3.19 DistancesHL ONLY

1. Distance Between a Point and a Line

Calculating the shortest distance from a point to a line requires finding the perpendicular foot on the line.

Methodology:

Define the foot point $P$ using the parametric equation of line $L$.
Construct the vector $\overrightarrow{AP}$.
Since the shortest path is perpendicular, set the dot product of $\overrightarrow{AP}$ and the line's direction vector $\vec{b}$ to zero ($\overrightarrow{AP} \cdot \vec{b} = 0$).
Solve for $\lambda$, find the coordinates of $P$, and calculate the distance $d(A,P)$.

EXAMPLE 1 (Point to Line Calculation)

Determine the distance between $A(1,2,3)$ and line $L: \vec{r} = \begin{pmatrix} 5 \\ 7 \\ 9 \end{pmatrix} + \lambda\begin{pmatrix} 3 \\ 2 \\ 1 \end{pmatrix}$.

Foot $P$ has coordinates $(5+3\lambda, 7+2\lambda, 9+\lambda)$.

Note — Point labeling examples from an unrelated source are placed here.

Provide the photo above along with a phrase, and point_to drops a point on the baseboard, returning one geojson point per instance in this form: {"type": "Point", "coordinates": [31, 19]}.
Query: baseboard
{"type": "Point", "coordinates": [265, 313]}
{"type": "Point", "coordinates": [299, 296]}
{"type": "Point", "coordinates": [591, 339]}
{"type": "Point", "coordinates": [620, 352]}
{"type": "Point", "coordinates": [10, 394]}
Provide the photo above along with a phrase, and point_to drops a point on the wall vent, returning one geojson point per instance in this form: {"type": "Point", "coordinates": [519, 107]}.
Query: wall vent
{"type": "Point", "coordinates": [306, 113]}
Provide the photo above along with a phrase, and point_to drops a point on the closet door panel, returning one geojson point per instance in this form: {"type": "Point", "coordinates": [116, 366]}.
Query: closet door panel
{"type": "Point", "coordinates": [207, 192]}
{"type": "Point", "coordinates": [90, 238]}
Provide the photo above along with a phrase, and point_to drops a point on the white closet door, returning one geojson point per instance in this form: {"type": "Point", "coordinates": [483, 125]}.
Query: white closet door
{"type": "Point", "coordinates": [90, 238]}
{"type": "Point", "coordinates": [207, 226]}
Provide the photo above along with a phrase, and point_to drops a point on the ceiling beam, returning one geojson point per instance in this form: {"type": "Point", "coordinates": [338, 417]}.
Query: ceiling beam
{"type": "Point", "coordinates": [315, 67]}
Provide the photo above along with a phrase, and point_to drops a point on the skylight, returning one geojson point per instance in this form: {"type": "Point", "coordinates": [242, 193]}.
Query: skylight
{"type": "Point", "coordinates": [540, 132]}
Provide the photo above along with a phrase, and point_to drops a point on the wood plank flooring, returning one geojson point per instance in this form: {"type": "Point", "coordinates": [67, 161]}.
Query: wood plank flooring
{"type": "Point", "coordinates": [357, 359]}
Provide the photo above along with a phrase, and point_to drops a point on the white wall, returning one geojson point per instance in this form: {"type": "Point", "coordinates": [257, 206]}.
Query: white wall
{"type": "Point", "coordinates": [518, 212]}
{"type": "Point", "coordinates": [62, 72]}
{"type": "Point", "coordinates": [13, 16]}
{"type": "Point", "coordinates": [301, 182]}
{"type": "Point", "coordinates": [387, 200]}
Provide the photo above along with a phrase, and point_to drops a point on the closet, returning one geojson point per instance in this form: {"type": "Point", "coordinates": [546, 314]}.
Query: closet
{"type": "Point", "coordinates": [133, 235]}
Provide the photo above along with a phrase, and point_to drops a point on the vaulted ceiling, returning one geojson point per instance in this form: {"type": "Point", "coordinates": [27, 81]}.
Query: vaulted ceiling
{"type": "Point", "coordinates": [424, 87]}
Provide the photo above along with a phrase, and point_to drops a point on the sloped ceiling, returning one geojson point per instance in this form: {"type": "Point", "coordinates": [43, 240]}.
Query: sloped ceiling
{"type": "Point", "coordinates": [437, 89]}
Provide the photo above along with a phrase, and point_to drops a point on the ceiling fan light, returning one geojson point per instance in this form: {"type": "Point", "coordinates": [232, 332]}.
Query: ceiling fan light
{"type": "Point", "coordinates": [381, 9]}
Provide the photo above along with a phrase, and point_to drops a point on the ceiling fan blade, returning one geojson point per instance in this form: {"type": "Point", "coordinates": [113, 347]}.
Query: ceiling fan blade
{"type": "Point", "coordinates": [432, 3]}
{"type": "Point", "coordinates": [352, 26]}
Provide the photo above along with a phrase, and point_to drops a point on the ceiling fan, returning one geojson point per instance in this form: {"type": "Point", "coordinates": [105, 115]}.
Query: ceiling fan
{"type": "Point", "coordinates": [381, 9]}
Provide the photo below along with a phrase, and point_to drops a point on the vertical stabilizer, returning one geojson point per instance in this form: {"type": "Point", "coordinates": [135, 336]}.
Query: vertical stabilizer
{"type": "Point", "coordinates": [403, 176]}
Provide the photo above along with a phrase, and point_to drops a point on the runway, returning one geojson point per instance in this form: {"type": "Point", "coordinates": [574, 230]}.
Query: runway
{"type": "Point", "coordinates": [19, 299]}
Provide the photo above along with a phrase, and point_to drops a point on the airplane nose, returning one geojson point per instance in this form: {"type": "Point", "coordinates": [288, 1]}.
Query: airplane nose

Calculate the vector $\overrightarrow{AP}$:

$\overrightarrow{AP} = \begin{pmatrix} 5+3\lambda-1 \\ 7+2\lambda-2 \\ 9+\lambda-3 \end{pmatrix} = \begin{pmatrix} 4+3\lambda \\ 5+2\lambda \\ 6+\lambda \end{pmatrix}$

Set $\overrightarrow{AP} \cdot \vec{b} = 0$:

$$\begin{aligned} 3(4+3\lambda) + 2(5+2\lambda) + 1(6+\lambda) &= 0 \\ 12 + 9\lambda + 10 + 4\lambda + 6 + \lambda &= 0 \\ 14\lambda + 28 &= 0 \\ 14\lambda &= -28 \\ \lambda &= -2 \end{aligned}$$

Substitute $\lambda = -2$ to find point $P(-1, 3, 7)$.

Calculate the distance:

$d(A,P) = \sqrt{(-1-1)^2 + (3-2)^2 + (7-3)^2} = \sqrt{4 + 1 + 16} = \mathbf{\sqrt{21}}$

2. Distance Between Two Lines

If the lines are parallel: Select a point on Line 1 and calculate its distance to Line 2 using the point-to-line method.

If the lines are skew: The shortest distance is a line segment perpendicular to both lines. This establishes two foot points, $P$ and $Q$.

EXAMPLE 2 (Distance Between Skew Lines)

Find the distance between $L_1: \vec{r} = \begin{pmatrix} 1 \\ 2 \\ 3 \end{pmatrix} + \mu\begin{pmatrix} 4 \\ 5 \\ 0 \end{pmatrix}$ and $L_2: \vec{r} = \begin{pmatrix} 5 \\ 7 \\ 9 \end{pmatrix} + \lambda\begin{pmatrix} 3 \\ 2 \\ 1 \end{pmatrix}$.

Define the points: $P(1+4\mu, 2+5\mu, 3)$ and $Q(5+3\lambda, 7+2\lambda, 9+\lambda)$.

Find the vector $\overrightarrow{PQ}$:

$\overrightarrow{PQ} = \begin{pmatrix} 4+3\lambda-4\mu \\ 5+2\lambda-5\mu \\ 6+\lambda \end{pmatrix}$

Set the dot products of $\overrightarrow{PQ}$ with both direction vectors to zero:

$\overrightarrow{PQ} \cdot \vec{b}_1 = 0 \implies 4(4+3\lambda-4\mu) + 5(5+2\lambda-5\mu) + 0 = 0 \implies 22\lambda - 41\mu = -41$

$\overrightarrow{PQ} \cdot \vec{b}_2 = 0 \implies 3(4+3\lambda-4\mu) + 2(5+2\lambda-5\mu) + 1(6+\lambda) = 0 \implies 14\lambda - 22\mu = -28$

Solving the system yields $\lambda = -\dfrac{41}{15}$ and $\mu = -\dfrac{7}{15}$.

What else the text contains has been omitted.